Tuesday, August 16, 2011

We're So Advanced! Really?

I just got home from seeing the movie The Help with some girlfriends.  This actually has nothing to do with the movie (which was really good and I highly recommend it!) but it just got me thinking...what will the movies 50 years from now reveal about our lives?  What things accepted as "normal" in society now will seem horrendous to our grandchildren? 

The Help (based on a book by the same title) is about black maids telling their stories about working for white southern women.  Treating someone like a servant (or slave) is totally foreign to me, but I can't help but wonder what I would really think if I had been raised that way.  I would never treat someone as less than an equal, would I?  Do I treat all my neighbors on this planet the way I would like to be treated?  It's appalling to look back into history to see how (some) white people treated (some) black people.  It feels like slavery and segregation are some archaic mistakes that don't affect us anymore, but the sad truth is that it is all relatively recent history!  Even more sad, slavery isn't dead.  It just has a different face.
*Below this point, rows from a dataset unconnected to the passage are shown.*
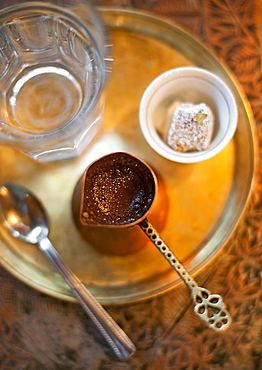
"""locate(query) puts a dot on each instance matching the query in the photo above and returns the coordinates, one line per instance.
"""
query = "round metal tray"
(204, 201)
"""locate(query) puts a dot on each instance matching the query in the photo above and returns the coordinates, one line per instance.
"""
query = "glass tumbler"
(54, 62)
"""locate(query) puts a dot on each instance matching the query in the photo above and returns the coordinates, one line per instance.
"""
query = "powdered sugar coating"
(191, 127)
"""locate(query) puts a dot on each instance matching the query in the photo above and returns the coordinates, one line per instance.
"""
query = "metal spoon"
(24, 217)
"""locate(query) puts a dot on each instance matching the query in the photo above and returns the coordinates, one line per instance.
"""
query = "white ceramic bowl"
(194, 85)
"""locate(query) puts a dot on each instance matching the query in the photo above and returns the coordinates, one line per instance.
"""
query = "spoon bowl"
(22, 214)
(25, 218)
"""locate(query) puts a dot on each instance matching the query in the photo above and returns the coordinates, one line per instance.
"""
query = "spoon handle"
(112, 333)
(209, 307)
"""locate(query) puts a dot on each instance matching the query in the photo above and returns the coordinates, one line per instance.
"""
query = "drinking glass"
(54, 62)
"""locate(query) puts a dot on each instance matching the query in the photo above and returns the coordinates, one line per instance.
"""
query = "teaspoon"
(25, 218)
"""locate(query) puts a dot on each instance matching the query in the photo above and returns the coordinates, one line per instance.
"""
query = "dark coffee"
(119, 189)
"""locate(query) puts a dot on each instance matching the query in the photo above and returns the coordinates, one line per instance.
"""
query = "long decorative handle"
(209, 307)
(112, 333)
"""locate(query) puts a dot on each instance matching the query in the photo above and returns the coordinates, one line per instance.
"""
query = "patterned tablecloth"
(41, 332)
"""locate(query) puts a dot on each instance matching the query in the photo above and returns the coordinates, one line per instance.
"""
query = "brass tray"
(204, 200)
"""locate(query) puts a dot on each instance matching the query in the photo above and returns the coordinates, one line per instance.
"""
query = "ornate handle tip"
(211, 309)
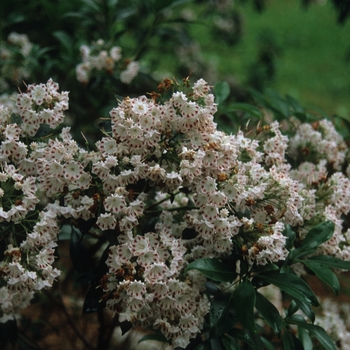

I'm thinking about all the plastic crap that is made in China.  (I'm also thinking about all the other disgusting faces of current slavery that will haunt me if I spend too much time thinking about them.)  So, I'm going to stick to slavery I support, however reluctantly.  Buying cheap things made in cheap factories for cheap prices isn't worth the money "saved".  There are SOULS working in factories, getting grossly underpaid and overworked just to save us a dime.  When I take a moment to think about WHO made the majority of the THINGS I'd like to buy....well, I realize I want less.  I'll be honest, this is hard.  I like stuff and I don't have a lot of money.  I probably will get my kids a Happy Meal toy here and there.  The computer I'm typing on now was probably pieced together by starving children for all I know.  I would have to go without a lot of stuff if I truly wanted to avoid supporting slavery.  How do I find balance in this?  If I buy Fair Trade the rest of my life, will that even make a difference?

I don't have the answers.  And this is only one example.
It's much easier to judge the cruelty of past generations.